AUTHOR: CHRISTOPHER SCAPELLITI  |  Read original article here

Guitar makers have tried a variety of materials over years to make more durable instruments. Carbon fiber has been the preferred choice of many builders, but its black, woven appearance is a turn-off to players who prefer a more traditional look.

Blackbird Guitars’ new El Capitan may be just what those guitarists are looking for. It’s made of Ekoa, a proprietary material produced from flax linen and industrial waste resin. Ekoa has the general look and sound of hardwood, and it’s both stiffer than the Sitka spruce typically used for soundboards and lighter than carbon fiber. It’s also highly durable and humidity-temperature stable, so it doesn’t require the babying that wood does. And because it foregoes the use of wood, it makes for an environmentally friendly guitar.

Joe Luttwak founded Blackbird guitars in 2005 to create guitars that could survive the wear and tear that comes from traveling and touring. The San Francisco company’s first guitar was the carbon-fiber Rider. While Rider was popular, buyers kept asking if Blackbird could make it look more like a traditional guitar—like wood. Luttwak was reluctant.
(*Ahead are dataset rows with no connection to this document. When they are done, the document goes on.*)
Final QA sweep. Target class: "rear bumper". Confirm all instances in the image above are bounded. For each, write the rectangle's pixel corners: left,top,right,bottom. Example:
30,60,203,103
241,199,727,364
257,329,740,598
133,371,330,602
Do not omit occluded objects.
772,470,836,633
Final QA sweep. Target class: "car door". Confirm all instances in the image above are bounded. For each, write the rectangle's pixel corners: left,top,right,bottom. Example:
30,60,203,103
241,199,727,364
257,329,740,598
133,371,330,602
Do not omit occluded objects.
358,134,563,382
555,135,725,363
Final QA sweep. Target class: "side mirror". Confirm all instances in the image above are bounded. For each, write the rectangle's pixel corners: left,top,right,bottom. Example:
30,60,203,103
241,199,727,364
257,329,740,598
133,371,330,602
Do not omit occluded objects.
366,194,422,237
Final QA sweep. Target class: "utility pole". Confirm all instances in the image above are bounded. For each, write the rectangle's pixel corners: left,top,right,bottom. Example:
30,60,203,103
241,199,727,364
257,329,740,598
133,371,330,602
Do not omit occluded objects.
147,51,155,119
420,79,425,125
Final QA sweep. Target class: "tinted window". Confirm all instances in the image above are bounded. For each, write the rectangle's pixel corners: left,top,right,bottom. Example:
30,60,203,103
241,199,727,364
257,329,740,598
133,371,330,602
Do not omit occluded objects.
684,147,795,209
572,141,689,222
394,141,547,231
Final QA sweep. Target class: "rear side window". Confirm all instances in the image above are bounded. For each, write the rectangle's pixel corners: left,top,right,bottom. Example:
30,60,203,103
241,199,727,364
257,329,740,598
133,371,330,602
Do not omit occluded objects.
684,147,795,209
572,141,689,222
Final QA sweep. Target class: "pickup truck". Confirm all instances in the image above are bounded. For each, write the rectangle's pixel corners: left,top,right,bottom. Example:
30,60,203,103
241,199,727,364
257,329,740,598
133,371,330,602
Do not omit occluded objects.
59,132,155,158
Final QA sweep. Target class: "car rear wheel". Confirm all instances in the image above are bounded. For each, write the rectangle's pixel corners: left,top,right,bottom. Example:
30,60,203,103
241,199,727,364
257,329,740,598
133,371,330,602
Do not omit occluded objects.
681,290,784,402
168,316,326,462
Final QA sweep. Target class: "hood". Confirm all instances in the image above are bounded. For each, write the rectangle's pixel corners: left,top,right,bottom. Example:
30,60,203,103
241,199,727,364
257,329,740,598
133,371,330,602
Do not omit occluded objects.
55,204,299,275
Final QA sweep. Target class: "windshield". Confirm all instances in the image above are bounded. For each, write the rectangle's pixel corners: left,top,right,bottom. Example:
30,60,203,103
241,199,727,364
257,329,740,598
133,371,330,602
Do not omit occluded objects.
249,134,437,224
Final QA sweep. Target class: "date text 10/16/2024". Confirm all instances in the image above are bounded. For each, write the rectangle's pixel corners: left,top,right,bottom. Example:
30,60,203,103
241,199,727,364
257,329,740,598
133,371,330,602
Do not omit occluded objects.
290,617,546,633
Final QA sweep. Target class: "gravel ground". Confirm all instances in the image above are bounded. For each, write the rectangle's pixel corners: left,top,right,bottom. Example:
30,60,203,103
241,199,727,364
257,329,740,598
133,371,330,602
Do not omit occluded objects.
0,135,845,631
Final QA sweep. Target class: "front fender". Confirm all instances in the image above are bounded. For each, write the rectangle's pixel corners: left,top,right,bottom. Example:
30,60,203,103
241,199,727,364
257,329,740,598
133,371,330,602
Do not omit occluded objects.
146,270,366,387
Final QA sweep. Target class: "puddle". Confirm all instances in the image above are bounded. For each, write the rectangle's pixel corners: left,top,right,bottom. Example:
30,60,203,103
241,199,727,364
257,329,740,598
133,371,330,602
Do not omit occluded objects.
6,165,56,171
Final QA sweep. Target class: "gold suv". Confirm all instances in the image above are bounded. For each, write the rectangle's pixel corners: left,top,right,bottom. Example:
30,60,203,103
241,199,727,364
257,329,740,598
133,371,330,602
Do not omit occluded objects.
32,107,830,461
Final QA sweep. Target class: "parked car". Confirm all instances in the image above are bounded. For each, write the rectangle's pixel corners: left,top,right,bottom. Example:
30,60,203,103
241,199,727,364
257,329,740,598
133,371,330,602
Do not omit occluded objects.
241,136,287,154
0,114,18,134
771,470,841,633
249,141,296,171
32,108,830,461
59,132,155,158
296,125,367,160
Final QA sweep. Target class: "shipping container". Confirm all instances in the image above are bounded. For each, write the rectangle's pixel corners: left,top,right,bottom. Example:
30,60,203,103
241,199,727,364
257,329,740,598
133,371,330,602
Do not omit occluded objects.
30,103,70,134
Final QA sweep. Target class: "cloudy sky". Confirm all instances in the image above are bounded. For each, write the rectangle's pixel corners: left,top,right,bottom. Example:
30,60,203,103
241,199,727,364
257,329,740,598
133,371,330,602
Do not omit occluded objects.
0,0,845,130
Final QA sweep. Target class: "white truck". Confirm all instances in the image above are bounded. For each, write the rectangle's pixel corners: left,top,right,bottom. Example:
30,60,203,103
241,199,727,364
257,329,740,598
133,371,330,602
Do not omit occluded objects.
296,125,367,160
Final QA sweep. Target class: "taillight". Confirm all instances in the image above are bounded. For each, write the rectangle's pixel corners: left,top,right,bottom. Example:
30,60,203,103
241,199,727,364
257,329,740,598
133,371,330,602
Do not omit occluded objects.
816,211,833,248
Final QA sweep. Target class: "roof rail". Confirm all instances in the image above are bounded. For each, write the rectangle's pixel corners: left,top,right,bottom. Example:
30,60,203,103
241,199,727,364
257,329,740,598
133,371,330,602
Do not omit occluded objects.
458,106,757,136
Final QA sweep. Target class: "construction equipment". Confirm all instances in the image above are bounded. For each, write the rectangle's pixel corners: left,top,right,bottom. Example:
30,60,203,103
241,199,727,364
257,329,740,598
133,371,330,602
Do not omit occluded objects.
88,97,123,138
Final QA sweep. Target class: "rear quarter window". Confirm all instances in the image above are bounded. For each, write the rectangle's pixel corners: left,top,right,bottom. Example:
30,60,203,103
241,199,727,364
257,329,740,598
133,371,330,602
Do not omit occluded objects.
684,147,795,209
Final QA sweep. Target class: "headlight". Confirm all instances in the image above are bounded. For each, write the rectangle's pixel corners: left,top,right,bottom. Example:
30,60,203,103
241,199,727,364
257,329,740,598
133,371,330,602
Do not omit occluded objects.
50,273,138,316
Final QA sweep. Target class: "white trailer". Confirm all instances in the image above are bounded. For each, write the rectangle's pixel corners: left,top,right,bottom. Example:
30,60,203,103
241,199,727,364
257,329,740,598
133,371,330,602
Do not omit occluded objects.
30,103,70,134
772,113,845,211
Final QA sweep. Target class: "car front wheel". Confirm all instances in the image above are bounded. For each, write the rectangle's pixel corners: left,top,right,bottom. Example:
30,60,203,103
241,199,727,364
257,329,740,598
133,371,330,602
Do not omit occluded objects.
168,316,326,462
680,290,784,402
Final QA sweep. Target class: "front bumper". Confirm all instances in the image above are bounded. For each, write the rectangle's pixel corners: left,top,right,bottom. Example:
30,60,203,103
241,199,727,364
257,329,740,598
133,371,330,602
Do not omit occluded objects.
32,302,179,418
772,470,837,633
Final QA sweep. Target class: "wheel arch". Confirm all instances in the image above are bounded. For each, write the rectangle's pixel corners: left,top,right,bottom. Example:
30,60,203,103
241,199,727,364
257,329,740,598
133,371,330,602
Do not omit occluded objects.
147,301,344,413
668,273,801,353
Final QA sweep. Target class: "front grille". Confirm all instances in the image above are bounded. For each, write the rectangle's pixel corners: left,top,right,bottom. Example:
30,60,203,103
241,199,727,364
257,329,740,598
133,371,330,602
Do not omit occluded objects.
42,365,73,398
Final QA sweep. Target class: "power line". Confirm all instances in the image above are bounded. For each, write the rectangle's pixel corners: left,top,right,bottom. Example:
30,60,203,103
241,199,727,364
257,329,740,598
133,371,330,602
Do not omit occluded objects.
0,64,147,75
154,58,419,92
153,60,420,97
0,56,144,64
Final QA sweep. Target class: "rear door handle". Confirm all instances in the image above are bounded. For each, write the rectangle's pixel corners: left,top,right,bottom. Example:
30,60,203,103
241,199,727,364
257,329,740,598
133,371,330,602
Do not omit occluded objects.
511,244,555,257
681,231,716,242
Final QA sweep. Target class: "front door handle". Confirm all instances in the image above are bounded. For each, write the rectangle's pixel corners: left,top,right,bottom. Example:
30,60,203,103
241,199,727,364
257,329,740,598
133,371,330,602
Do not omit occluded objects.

As he tells Wired, “You don’t want to make something look fake because then it is fake.”

Instead, Luttwak and his partners created a new company called Lingrove to develop an alternative material that emulates the warm, open sound of old wood but is durable and sustainable. Ten years later, they came up with Ekoa—or as Luttwak calls it, “solid linen.” It consists of a 50-50 mix of flax linen fibers and resin from industrial waste.

Guitars made of Ekoa are 30 percent lighter than typical wood guitars, allowing the guitar to vibrate more easily and produce a bigger sound. El Capitan also features a hollow neck, providing an additional resonating acoustic chamber to produce even more volume.

The guitars are handmade from more than 100 pieces of Ekoa that are molded together. The body and soundboard are then bonded, resulting in a two-piece guitar that Luttwak says “is resonating in unison rather than separate parts that are at odds with each other.”